Stoll and Wolfe is currently the only distiller using Rosen rye, which is still a small-scale experiment. Others might follow: Mihalich from Dad’s Hat said he was watching the experience.

Most of the above distilleries use some kind of locally grown grain – and several are from the Double Eagle Malt House in Huntingdon Valley. Double Eagle works with other Pennsylvania heritage grains, according to business manager Alan Gladish. One of the most well-known bears the memorable name of Bloody Butcher, which is used in a highly regarded bourbon from New Liberty Distilling.

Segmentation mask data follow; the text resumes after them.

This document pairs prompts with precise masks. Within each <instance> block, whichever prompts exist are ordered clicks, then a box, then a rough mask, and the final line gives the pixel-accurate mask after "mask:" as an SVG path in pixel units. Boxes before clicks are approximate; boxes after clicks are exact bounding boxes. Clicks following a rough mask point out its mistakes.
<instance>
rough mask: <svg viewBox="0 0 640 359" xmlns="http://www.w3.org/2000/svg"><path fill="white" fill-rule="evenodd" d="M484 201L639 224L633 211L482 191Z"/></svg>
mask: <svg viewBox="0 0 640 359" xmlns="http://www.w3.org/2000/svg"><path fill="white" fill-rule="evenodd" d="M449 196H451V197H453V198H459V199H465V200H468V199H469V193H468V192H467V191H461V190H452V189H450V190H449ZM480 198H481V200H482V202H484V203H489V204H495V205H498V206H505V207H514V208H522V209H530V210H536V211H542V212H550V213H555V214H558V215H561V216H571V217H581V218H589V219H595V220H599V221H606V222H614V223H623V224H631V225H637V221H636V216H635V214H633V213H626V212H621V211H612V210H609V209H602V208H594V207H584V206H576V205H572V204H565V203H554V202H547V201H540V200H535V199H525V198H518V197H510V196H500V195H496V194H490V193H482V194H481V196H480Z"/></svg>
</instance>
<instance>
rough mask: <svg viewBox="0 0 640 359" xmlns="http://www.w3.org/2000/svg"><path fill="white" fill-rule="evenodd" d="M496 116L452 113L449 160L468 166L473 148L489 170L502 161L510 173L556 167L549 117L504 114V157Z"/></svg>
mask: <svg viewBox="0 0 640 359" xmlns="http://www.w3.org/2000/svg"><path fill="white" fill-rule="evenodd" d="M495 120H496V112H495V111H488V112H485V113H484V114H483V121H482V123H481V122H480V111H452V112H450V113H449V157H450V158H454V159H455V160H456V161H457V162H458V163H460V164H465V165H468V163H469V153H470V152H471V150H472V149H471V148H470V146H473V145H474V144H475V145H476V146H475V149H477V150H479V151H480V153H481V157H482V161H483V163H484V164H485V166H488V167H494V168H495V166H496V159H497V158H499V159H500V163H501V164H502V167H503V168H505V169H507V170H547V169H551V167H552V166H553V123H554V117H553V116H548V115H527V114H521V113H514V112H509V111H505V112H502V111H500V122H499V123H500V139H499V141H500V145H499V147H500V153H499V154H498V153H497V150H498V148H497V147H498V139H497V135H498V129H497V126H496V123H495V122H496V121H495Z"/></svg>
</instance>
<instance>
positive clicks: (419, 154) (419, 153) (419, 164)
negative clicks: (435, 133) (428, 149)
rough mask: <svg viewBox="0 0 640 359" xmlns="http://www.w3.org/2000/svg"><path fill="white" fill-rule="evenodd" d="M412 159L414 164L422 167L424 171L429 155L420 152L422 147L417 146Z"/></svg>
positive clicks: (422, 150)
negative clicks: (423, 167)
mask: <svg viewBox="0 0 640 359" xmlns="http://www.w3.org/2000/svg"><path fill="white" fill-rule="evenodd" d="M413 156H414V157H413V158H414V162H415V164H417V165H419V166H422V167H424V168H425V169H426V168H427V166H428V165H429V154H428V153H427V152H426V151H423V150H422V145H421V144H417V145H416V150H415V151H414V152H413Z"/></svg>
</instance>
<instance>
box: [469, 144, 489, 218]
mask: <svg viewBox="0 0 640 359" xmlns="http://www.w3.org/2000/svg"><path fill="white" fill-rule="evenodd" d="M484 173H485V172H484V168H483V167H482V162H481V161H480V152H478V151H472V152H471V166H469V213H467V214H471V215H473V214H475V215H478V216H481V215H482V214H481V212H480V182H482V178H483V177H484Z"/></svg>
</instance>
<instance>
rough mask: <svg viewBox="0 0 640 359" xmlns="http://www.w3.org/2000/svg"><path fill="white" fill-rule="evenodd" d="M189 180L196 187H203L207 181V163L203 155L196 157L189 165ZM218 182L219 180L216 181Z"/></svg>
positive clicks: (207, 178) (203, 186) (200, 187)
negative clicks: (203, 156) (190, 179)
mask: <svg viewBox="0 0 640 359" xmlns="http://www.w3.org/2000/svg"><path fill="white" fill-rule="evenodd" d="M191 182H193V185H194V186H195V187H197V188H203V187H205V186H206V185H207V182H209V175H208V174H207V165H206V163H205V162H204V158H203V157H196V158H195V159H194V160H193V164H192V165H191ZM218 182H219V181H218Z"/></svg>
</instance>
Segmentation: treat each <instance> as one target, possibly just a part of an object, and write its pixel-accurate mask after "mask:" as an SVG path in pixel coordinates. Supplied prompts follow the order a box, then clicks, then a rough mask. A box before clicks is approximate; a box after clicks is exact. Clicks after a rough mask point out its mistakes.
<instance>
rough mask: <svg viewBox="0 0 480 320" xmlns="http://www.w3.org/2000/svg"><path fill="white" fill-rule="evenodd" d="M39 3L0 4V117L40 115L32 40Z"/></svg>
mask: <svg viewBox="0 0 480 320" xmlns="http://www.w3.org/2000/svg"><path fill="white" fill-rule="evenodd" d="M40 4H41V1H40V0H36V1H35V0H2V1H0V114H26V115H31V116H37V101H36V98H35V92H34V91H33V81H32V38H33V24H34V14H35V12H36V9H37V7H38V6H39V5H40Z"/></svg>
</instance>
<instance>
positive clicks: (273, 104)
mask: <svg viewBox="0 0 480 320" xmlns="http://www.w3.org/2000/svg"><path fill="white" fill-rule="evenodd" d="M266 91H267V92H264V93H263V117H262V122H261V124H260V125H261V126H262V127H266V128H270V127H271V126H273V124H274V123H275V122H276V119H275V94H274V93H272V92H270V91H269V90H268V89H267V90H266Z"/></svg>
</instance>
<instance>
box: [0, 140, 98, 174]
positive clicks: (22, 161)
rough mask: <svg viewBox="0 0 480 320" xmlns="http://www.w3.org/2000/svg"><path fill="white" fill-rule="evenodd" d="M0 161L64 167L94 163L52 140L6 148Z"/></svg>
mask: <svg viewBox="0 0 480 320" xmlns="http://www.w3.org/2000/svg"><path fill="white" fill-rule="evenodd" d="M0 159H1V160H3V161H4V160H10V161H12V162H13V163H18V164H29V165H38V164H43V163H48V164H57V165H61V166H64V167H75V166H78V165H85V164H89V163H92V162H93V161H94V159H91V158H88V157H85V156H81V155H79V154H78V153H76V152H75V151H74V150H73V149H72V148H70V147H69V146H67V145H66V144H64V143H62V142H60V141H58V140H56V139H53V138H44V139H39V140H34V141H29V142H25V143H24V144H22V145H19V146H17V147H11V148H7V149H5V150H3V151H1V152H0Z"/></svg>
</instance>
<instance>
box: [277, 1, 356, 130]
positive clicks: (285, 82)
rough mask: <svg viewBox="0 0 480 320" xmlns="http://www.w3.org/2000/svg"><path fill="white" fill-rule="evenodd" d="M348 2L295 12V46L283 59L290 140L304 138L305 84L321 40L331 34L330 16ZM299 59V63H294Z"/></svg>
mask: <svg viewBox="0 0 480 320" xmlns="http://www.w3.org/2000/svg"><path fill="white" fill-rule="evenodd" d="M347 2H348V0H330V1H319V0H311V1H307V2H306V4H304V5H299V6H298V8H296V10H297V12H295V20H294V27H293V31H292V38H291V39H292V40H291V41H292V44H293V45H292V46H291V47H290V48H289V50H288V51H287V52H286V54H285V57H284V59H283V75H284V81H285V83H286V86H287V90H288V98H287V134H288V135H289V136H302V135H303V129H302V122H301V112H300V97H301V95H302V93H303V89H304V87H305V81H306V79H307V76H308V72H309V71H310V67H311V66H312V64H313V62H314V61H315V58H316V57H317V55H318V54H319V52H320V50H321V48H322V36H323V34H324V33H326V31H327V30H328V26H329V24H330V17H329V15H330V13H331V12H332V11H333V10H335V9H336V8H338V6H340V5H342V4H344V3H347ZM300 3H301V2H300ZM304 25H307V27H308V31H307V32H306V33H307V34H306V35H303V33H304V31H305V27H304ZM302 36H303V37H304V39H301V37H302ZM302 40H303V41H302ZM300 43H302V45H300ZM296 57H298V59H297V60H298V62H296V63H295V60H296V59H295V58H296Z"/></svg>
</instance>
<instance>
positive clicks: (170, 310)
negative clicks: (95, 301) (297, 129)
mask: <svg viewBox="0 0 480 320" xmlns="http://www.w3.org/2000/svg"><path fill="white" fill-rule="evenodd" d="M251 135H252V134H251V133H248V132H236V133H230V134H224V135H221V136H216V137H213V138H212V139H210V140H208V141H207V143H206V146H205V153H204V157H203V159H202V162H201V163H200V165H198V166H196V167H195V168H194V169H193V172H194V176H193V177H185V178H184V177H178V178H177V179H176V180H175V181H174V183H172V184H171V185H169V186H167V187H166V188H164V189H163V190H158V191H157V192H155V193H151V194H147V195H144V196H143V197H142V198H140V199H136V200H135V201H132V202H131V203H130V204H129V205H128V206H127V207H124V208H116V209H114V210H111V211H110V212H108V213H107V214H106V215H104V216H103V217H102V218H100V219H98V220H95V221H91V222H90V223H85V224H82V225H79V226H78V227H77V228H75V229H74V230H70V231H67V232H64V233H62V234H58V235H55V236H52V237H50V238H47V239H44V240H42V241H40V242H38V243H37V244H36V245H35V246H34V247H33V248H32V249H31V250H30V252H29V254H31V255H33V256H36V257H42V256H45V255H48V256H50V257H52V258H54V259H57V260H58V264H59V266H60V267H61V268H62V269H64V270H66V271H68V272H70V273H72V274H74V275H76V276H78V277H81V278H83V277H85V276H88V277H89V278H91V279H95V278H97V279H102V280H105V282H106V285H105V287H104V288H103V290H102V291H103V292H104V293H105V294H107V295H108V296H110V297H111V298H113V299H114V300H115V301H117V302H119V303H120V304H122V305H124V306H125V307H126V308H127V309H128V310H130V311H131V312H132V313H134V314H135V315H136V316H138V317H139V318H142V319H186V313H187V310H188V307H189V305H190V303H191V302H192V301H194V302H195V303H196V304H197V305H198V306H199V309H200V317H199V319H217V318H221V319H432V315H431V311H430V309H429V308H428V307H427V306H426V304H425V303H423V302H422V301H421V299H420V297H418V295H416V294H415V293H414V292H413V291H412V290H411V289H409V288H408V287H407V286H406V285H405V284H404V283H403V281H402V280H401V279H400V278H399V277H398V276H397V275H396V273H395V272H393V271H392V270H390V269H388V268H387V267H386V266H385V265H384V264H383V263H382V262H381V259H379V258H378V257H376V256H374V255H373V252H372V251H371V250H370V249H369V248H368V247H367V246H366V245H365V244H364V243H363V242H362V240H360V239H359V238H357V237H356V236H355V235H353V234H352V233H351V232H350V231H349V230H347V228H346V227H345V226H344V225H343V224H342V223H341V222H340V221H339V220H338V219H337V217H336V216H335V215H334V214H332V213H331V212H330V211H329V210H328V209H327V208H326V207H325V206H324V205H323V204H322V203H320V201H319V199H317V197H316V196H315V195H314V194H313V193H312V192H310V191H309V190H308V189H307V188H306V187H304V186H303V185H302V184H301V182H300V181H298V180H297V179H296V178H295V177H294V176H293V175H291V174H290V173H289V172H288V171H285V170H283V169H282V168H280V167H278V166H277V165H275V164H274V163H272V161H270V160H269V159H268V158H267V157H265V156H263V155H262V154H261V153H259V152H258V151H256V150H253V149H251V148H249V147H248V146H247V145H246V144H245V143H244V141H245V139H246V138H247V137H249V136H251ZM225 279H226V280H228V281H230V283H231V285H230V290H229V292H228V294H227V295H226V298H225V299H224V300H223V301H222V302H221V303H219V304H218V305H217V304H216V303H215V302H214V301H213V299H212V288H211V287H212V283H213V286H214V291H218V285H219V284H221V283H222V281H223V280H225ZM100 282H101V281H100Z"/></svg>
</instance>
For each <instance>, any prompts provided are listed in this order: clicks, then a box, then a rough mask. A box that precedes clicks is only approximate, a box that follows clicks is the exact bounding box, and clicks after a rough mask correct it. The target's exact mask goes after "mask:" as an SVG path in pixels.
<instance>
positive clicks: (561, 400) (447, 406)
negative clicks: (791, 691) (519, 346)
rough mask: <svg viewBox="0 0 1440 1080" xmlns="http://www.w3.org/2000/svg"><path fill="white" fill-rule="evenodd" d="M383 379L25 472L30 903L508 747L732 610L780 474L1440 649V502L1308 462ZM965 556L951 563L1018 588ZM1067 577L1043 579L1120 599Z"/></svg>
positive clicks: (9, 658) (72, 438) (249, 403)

Unlike the simpler wine-making process, whose suppliers originated the concept of ‘terroir’, there is a lot going on in a glass of whiskey, including distillation and aging in charred barrels. How much can the grain really count?

That’s what Michael Swanson of Far North Spirits of Minnesota wanted to know. With the support of the University of Minnesota and the Minnesota Dept. of Agriculture, the farmer-distiller released the results of a five-year study this spring. Tracking a dozen types of rye, the study published this spring found that mainstream hybrids have a more limited flavor range than traditional grains.

When I arrived at the American Whiskey Convention this month, I hadn’t seen Fields since that first Rosen rye distillation in Lancaster County two years ago. Wearing our face masks, we kissed. She took my hand and walked me over to the Stoll and Wolfe table. A representative handed me a small glass of aged Rosen rye, distilled by one of Pennsylvania’s last masters.

” What do you think about it ? »Requested fields.

Whiskey is touching: knowing the farmer, the funder and the distiller, and drinking it with old friends you haven’t seen in years because of a plague can be a way to reinforce an already tasty experience . So think of me as an impartial critic.

If you really ask, however, the rye had cinnamon on the nose and brown sugar on the palate, with a finish that reminds you to count your blessings. Delicious.